Bitcoin, the most popular cryptocurrency in the cryptocurrency market, was launched back in 2009. Backed by a carefully crafted Blockchain, the idea was to use it as a peer-to-peer financial mechanism. Supply is controlled tightly by those at the helm, and this built-in scarcity of the currency is considered a store of value by its holders.  


+ank, Stablecoins are normally pegged to a reserve asset like gold or the US dollar. Their biggest benefit is enabling easily accessible and low-cost digital payments within and beyond national borders.

This is precisely why the economic advisors of incumbent US President Joe Biden have recommended that legislation be passed to limit the issuance of Stablecoins to insured banks. They have argued that proper regulation of this digital currency group will support quicker, efficient, and more inclusive payment options.

Greater use of Stablecoins as a medium of exchange can benefit unbanked low-income households and small businesses, particularly street vendors. They won’t have to put up with strict banking terms while still dealing in a system backed by the national currency.
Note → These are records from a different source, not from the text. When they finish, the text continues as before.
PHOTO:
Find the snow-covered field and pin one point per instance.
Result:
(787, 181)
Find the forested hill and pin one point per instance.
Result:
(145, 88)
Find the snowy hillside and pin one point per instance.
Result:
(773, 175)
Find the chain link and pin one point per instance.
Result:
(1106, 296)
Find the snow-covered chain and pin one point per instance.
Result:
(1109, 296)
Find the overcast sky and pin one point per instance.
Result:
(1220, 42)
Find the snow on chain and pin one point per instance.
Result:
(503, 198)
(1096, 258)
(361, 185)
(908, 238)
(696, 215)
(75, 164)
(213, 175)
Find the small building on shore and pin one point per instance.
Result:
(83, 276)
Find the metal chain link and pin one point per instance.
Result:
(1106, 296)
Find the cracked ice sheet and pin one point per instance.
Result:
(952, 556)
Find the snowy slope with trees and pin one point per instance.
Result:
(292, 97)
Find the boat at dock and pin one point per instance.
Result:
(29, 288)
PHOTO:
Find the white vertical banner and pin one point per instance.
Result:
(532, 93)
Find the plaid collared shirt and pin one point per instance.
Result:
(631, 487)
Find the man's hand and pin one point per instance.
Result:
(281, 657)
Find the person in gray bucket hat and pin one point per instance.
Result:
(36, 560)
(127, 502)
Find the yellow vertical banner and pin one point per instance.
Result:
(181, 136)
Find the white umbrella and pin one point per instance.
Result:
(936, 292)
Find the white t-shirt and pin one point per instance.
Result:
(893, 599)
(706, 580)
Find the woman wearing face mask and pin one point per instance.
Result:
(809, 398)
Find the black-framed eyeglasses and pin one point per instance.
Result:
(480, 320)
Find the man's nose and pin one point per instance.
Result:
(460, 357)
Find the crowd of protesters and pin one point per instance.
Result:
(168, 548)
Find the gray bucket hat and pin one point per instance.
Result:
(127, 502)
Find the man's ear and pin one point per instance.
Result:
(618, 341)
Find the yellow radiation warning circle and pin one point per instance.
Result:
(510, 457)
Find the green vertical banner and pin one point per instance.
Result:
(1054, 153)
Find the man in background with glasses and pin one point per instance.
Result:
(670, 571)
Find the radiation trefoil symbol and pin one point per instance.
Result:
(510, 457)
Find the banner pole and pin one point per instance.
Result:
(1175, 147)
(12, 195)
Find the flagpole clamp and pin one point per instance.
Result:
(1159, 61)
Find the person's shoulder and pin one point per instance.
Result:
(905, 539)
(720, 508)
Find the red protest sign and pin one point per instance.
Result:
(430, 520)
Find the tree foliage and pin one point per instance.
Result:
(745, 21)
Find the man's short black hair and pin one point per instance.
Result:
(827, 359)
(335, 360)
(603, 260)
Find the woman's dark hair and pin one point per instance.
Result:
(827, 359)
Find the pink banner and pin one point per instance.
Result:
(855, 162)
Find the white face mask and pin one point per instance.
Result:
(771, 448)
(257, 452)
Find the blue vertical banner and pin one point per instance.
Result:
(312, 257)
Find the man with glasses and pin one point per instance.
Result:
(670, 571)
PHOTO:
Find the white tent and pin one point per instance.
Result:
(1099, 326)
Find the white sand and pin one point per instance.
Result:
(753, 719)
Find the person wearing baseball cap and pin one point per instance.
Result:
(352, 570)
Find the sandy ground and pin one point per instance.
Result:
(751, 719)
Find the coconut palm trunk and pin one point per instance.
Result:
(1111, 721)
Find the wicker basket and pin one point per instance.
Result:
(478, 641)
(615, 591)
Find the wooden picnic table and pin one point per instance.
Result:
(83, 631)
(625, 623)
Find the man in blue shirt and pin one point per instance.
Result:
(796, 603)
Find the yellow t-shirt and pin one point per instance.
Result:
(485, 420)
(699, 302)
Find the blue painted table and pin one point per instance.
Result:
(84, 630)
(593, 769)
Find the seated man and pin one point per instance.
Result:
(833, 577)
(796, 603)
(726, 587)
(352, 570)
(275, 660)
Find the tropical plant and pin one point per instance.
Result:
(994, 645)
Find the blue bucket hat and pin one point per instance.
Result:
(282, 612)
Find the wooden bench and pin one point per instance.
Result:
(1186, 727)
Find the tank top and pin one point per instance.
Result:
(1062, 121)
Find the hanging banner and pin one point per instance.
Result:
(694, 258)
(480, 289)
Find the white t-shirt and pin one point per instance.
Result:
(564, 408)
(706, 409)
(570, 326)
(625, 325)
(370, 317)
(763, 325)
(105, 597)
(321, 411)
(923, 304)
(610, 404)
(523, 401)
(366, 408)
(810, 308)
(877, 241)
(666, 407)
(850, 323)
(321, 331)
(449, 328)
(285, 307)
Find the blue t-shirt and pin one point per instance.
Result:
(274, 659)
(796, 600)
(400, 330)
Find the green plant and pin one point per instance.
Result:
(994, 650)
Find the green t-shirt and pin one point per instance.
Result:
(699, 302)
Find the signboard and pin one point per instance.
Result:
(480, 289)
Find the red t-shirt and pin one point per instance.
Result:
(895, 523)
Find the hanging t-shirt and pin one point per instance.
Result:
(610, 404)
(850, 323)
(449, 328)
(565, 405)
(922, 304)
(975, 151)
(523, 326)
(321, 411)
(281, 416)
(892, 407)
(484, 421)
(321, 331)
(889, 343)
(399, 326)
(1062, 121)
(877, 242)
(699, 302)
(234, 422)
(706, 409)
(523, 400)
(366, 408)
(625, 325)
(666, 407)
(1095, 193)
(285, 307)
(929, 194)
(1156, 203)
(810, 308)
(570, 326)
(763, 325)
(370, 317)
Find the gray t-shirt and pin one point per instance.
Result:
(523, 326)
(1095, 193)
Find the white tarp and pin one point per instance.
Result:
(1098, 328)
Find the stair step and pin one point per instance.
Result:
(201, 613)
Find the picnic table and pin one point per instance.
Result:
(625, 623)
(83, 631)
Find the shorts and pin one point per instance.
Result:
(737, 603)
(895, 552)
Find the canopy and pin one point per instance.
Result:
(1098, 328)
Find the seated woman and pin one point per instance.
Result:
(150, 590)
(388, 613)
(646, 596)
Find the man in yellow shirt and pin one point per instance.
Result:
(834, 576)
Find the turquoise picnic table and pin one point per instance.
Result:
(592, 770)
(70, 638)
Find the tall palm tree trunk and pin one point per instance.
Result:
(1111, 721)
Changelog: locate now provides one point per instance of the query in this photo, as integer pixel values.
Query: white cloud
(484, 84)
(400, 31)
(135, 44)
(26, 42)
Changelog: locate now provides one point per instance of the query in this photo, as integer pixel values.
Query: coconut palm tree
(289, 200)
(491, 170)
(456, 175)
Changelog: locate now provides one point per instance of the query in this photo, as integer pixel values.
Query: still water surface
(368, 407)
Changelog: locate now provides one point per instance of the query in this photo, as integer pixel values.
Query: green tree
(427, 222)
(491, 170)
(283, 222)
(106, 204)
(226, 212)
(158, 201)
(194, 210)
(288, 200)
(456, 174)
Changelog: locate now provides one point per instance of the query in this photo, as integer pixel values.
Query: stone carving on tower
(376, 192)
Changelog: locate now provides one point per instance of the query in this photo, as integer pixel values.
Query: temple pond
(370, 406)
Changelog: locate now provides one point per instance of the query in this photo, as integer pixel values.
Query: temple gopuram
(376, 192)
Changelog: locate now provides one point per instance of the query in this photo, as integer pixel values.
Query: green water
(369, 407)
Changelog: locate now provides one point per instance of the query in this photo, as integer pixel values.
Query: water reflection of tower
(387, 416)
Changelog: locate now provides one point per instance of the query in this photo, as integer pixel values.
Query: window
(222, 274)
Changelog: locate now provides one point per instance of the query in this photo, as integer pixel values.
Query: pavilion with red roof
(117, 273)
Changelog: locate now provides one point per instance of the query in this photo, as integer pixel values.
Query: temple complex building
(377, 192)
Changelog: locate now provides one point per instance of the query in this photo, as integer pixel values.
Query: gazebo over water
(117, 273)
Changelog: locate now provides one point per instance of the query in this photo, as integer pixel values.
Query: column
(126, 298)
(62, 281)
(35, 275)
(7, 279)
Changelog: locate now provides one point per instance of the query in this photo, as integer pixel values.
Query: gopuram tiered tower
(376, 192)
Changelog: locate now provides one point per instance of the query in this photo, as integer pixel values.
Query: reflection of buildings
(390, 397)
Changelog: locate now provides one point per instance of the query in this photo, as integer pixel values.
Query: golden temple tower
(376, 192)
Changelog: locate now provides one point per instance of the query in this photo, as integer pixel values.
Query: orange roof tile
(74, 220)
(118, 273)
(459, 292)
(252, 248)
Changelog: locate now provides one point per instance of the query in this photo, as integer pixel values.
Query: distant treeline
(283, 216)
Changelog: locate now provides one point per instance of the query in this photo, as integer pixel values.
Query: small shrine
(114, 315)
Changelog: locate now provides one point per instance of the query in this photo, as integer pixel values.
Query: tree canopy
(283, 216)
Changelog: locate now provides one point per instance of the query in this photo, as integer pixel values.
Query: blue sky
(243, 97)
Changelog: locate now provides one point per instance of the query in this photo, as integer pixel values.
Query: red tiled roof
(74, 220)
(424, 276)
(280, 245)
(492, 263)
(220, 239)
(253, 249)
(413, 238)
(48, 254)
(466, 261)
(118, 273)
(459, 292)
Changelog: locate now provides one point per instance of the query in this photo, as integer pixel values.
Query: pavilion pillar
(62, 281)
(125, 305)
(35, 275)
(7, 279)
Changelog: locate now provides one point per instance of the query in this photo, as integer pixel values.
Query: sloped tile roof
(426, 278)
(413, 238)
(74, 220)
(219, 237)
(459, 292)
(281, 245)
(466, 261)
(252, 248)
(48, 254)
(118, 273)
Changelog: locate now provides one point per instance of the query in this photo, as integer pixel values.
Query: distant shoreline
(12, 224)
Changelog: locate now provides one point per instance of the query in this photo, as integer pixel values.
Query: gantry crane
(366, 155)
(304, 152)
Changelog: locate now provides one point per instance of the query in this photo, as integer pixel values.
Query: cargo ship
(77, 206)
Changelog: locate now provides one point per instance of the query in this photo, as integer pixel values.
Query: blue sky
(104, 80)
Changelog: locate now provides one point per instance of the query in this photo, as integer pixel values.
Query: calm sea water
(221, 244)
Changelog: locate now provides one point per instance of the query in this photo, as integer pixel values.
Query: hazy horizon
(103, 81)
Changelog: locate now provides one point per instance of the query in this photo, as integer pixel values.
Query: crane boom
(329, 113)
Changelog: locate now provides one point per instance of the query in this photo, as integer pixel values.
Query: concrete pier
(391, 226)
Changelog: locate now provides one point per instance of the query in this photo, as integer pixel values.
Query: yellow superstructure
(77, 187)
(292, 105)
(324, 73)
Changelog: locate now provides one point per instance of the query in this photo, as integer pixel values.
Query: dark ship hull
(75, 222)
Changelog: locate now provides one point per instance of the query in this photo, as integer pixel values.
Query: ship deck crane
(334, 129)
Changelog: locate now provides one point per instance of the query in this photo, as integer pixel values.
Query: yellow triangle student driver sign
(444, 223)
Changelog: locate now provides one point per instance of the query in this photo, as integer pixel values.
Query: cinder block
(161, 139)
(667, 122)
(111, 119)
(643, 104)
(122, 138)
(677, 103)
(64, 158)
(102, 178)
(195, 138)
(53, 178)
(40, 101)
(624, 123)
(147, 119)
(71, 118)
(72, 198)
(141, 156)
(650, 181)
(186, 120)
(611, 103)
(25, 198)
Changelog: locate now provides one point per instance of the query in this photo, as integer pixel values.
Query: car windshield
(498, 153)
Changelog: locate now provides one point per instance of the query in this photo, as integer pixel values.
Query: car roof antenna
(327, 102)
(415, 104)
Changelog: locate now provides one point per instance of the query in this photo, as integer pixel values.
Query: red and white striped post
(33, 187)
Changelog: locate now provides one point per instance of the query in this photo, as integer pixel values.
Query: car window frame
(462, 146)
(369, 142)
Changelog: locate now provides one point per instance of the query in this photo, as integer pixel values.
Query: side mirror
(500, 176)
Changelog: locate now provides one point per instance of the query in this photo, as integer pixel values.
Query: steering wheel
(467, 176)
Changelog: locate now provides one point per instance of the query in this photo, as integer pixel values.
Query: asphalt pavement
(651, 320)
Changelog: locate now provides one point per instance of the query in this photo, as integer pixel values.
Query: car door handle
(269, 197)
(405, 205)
Pegged to US dollar reserves, Tether is currently the largest Stablecoin in market value. 

Parting Thought: A Multitude of Payment Options

Given the pace of digitalization and technological development today, it seems inevitable that digital currency will replace paper money. This is certainly a more convenient option than carrying around wads of cash.

However, the shift to virtual and contactless transactions would not replace the existing currency system. It is more a case of doing away with “hard copies” of money and using its “soft copies” for day-to-day dealings instead. 

However, the case of cryptocurrencies is different. The flexibility and ease of usage over a decentralized network are likely to attract more people in the future. 

All in all, we can assume that there will be a variety of payment options available for consumers.